The benefits aren’t restricted to Internet search providers. Choose the boogeyman: The government, your employer, someone taking a survey, your grandmother. In each case, the interloper can (if they wish) provably demonstrate that meaningful use of individually identifiable data is, by design, restricted to a stated purpose or algorithm. No other person or process can find meaning in the data—not even to whom it belongs.

The magic draws upon and forms an offshoot of Trusted Execution Technology, a means of attestation and authentication. In this case, it is the purpose of execution that must be authenticated before data can be interpreted, correlated with users or manipulated. This presentation at a University of Montreal privacy workshop pulls back the covers by describing a combination of TXT with a voting trust, (the presenter rushes through key slides at the end of the video).

It’s reasonable to assume that privacy doesn’t exist in the Internet age. After all, unlike a meeting at your dining table, the path from whisper to ear passes through a public network. Although encryption and IP re-routing ensure privacy for P2P conversations, it seems implausible to maintain privacy in everyday searches, navigation, and online email services, especially when services are provided at no cost to the user. Individuals voluntarily disgorge personal information in exchange for services, especially, if the goal is to keep the service provider incented to offer the service. For this reason, winning converts to Blind Signaling and Response requires a thoughtful presentation.

Suppose that you travel to another country and walk into a bar. You are not a criminal, nor a particularly famous or newsworthy person. You ask another patron if he knows where to find a good Cuban cigar. When you return to your country, your interest in cigars will probably remain private and so will the fact that you met with this particular individual or even walked into that bar.

Gradually, the internet is facilitating at a distance the privileges and empowerment that we take for granted in a personal meeting. With end-to-end encryption, it has already become possible to conduct a private conversation at a distance. With a TOR proxy and swarm routing, it is also possible to keep the identities of the parties private. But today, Google holds an incredible corpus of data that reveals much of what you buy, think, and fantasize about.

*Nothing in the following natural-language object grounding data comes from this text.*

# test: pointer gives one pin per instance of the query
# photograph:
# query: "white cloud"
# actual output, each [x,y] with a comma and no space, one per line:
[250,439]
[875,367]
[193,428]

To many, it seems that this is part of the Faustian bargain:

  • If you want the benefits of Google services, you must surrender personal data
  • Even if you don’t want to be the target of marketing,* it’s the price that you pay for using the Google service (Search, Gmail, Drive, Navigate, Translate, Picasa, etc).

Of course, Google stores and act on the data that it gathers from your web habits. But both statements above are false!

a)  When Google incorporates Blind Signaling into its services, you will get all the benefits of Google services without anyone ever discovering personal information. Yet, Google will still benefit from your use of their services and have even more incentive to continue offering you valuable, personalized services, just as they do now.

b)  Surrendering personal data in a way that does not anonymize particulates is not “the price that you pay for Google services”. Google is paid by marketers and not end users. More importantly, marketers can still get relevant, targeted messages to the pages you visit, while Google protects privacy en toto! Google can make your personal data useless to any other party and for any other purpose. Google and their marketing partners will continue to benefit exactly as they do now.

Article in process…

* This is also a matter of perception. You really do want targeted messaging. Even if you hate spam and, like me, prefer to search for a solution instead of have marketers push a solution to you. In a future article, I will demonstrate that every individual is pleased by relevant messaging, even if it is unsolicited, commercial or sent in bulk.